Last But Probably Most Asked About - 

Certain medicines such as corticosteroids, antidepressants, steroids, no steroidal anti-inflammatory drugs (NSAIDs), antidepressants, diabetic medications, and seizure medicines can cause you to gain weight. These medicines can slow the rate at which your body burns calories, increase your appetite, or cause your body to hold on to extra water, and Hormone replacement therapy and oral contraceptives containing estrogen can cause fluid retention and increased appetite. All of those are factors can lead to weight gain. 

Metabolism changes: Some drugs change the body's metabolism, and calories are burned more slowly.
Corticosteroids: Corticosteroids are known to stimulate appetite while reducing the body's ability to absorb glucose, which can promote fat deposits in the midsection.
Beta-blockers: Beta-blockers can cause shortness of breath and fatigue, making it difficult for patients taking them to exercise.
Calcium channel blockers: Calcium channel blockers taken for high blood pressure can cause users to retain water.
Anti-psychotic medications: Drugs used to treat psychiatric conditions and mood disorders, like depression and bipolar disorder, are among those most closely associated with weight gain. It is so common with drugs like Paxil (paroxetine), Zoloft (sertraline), Clozaril (clozapine), Seroquel (quetiapine), Zyprexa (olanzapine) and Risperdal (risperidone) that researchers have called it "an epidemic within an epidemic." As a result, the FDA has, since 2004, required manufacturers of certain anti-psychotic medications to add a warning statement to doctors prescribing these drugs. The warning outlines the increased risk of diabetes and hyperglycemia that can result from use of the drugs.

Side Effects of Weight Gain From Medications
How much weight is gained varies from patient to patient and from drug to drug. Some patients may gain a few pounds over the course of a year; others experience weight gains in excess of 100 pounds in a matter of months. Because many of these drugs are taken for chronic conditions, their use over a period of several years can contribute to substantial weight gains patients often experience. In addition to the emotional and social dimension of weight gain, patients can also experience serious health conditions -- diabetes, high blood pressure, osteoarthritis, metabolic syndrome, high cholesterol -- that are created or made worse by added weight. Some healthcare providers proactively tell their patients about the potential for weight gain when prescribing certain drugs and advise the patients to moderate their diet and increase their aerobic exercise to offset any weight increases.
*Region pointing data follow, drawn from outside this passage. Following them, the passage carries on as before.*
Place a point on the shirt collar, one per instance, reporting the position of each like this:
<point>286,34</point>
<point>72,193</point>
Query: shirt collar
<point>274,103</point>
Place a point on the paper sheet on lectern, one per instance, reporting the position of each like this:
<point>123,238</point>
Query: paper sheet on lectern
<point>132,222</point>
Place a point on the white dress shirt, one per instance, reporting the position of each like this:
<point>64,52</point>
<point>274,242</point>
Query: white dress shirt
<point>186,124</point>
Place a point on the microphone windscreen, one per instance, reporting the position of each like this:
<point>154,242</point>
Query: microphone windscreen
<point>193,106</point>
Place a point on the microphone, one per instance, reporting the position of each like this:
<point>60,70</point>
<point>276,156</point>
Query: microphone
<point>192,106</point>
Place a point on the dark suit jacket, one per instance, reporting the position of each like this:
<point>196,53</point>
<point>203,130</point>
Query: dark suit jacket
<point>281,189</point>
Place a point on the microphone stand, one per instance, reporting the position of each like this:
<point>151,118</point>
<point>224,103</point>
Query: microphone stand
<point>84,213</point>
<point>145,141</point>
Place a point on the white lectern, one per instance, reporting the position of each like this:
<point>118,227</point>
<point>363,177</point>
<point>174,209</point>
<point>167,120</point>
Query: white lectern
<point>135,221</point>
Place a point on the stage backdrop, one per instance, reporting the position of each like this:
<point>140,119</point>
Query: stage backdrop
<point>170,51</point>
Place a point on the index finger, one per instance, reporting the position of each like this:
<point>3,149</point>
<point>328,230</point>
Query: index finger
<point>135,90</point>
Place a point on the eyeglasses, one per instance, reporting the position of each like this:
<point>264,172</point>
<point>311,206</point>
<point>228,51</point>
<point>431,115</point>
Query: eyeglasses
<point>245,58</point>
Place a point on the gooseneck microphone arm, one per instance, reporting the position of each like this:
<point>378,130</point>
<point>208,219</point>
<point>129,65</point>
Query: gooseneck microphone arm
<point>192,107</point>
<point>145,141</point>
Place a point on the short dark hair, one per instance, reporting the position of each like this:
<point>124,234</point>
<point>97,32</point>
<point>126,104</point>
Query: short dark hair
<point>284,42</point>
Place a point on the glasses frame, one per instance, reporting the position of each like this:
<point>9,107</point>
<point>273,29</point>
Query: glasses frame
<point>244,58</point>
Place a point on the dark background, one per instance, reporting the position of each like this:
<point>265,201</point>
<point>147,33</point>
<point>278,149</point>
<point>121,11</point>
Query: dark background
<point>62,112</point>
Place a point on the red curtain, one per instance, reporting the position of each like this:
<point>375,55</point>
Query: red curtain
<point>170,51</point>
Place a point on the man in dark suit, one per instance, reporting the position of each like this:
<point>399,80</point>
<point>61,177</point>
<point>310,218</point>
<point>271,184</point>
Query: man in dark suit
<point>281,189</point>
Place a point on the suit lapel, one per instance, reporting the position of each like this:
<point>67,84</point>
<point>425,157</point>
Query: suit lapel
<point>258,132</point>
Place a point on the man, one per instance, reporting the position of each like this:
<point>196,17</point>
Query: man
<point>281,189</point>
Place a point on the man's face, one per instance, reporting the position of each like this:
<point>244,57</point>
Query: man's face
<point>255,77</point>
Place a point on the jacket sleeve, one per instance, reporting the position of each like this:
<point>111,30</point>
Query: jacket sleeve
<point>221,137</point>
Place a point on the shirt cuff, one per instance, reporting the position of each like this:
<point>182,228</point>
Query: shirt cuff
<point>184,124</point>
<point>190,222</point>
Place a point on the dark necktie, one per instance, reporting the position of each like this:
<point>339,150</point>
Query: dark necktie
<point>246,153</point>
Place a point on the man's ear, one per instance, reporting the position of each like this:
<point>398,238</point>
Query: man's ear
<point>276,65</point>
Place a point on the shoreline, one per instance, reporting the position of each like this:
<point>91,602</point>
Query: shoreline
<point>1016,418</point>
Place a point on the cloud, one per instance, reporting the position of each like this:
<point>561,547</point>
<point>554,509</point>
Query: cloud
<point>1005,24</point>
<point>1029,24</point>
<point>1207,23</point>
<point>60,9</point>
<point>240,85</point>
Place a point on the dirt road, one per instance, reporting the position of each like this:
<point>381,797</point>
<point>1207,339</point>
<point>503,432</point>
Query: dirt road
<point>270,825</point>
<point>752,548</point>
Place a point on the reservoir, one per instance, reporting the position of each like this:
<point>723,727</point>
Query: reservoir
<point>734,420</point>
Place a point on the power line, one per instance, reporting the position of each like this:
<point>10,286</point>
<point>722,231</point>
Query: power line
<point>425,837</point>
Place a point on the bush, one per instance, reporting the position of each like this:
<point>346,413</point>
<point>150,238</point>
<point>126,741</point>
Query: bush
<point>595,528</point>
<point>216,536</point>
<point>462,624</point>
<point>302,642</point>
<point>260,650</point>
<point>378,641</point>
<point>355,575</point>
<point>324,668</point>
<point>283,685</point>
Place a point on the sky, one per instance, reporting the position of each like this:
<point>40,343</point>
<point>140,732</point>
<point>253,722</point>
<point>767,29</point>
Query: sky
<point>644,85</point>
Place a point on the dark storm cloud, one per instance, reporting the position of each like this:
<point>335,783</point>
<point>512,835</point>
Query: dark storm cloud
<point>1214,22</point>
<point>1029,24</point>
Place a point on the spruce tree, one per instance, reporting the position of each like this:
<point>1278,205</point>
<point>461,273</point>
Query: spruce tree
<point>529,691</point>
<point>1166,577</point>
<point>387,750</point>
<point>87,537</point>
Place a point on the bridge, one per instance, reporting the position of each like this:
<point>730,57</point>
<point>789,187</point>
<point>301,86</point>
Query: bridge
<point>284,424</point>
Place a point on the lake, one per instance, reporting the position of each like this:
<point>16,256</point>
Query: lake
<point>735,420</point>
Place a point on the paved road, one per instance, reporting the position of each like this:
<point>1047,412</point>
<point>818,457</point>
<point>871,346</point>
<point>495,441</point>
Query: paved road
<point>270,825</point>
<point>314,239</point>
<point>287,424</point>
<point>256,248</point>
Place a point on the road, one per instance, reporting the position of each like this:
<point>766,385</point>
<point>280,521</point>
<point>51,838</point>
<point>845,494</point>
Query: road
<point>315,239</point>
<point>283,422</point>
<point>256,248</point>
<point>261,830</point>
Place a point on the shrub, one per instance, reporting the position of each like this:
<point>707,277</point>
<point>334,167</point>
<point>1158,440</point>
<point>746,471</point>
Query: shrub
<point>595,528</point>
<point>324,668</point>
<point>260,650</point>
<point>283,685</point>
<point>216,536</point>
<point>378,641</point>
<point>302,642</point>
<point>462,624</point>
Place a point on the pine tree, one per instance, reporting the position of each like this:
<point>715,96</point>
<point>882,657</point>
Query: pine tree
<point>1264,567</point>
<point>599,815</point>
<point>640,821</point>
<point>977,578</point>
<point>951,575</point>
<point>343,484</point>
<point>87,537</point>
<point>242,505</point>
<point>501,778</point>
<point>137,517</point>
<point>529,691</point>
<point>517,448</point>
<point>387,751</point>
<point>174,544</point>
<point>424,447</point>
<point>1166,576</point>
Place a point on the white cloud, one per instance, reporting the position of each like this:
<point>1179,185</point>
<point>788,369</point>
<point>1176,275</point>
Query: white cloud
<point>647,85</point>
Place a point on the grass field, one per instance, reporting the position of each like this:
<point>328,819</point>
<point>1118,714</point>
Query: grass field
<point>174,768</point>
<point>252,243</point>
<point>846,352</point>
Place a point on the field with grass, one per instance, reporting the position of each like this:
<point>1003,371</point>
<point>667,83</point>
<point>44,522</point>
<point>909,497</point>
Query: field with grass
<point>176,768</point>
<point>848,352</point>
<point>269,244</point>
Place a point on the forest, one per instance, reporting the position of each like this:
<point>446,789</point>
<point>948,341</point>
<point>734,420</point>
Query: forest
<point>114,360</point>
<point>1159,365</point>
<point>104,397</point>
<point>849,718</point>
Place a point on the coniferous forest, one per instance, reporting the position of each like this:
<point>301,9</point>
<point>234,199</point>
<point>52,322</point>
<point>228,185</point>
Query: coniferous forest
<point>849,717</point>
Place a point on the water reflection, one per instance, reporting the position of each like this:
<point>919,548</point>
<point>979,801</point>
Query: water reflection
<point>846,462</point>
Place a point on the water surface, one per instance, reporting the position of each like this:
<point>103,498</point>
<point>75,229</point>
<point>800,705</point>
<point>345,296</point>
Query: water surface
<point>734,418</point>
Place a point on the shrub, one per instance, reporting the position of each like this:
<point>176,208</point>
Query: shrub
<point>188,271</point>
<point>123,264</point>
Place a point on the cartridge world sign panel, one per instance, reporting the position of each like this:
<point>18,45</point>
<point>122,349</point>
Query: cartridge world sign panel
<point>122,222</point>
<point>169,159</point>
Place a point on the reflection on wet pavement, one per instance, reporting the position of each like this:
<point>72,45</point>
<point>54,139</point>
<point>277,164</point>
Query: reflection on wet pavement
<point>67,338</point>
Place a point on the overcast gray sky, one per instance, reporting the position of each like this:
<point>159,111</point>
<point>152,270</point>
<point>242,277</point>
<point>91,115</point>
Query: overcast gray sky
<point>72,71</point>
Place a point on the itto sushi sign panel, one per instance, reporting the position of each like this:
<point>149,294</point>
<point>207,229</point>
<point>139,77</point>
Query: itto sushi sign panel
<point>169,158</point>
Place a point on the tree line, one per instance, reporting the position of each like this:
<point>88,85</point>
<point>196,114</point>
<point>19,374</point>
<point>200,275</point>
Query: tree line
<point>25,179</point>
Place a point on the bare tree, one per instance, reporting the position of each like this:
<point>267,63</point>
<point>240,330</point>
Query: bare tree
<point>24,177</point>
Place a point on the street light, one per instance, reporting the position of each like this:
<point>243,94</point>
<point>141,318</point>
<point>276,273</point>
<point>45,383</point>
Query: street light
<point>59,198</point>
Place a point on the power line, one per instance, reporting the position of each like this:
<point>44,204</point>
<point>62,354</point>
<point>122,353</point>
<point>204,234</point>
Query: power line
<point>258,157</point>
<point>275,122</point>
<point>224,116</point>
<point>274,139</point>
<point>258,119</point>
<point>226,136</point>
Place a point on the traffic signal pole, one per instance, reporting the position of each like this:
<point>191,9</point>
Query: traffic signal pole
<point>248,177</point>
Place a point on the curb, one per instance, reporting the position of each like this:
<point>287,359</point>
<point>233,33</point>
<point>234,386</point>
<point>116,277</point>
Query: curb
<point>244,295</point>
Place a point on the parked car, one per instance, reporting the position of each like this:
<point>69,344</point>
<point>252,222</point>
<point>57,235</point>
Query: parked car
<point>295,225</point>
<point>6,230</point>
Perhaps the most serious result of drug-induced weight gain is that many patients stop taking their medication or decide on their own to switch to a lower dosage. As a result, potentially serious underlying health conditions may go untreated. Lack of compliance with a drug regimen because of weight gain has been cited as a particular problem with patients taking antipsychotic and antidepressant drugs.

Alternative Medications
All patients, regardless of condition, should talk to their healthcare provider before stopping medication or changing doses. In many cases, your doctor may be able to recommend a drug that works just as well without the added pounds. Or, your doctor may decide to prescribe an additional drug to treat any weight gain you might experience.


  1. That is an awesome and informative post! Great information! Thanks!

  2. Welcome! I really wish I would have put the effort into understanding these things more when I started my journey! Hopefully they help someone out :) Just one and I am happy with that, it definitely helps me.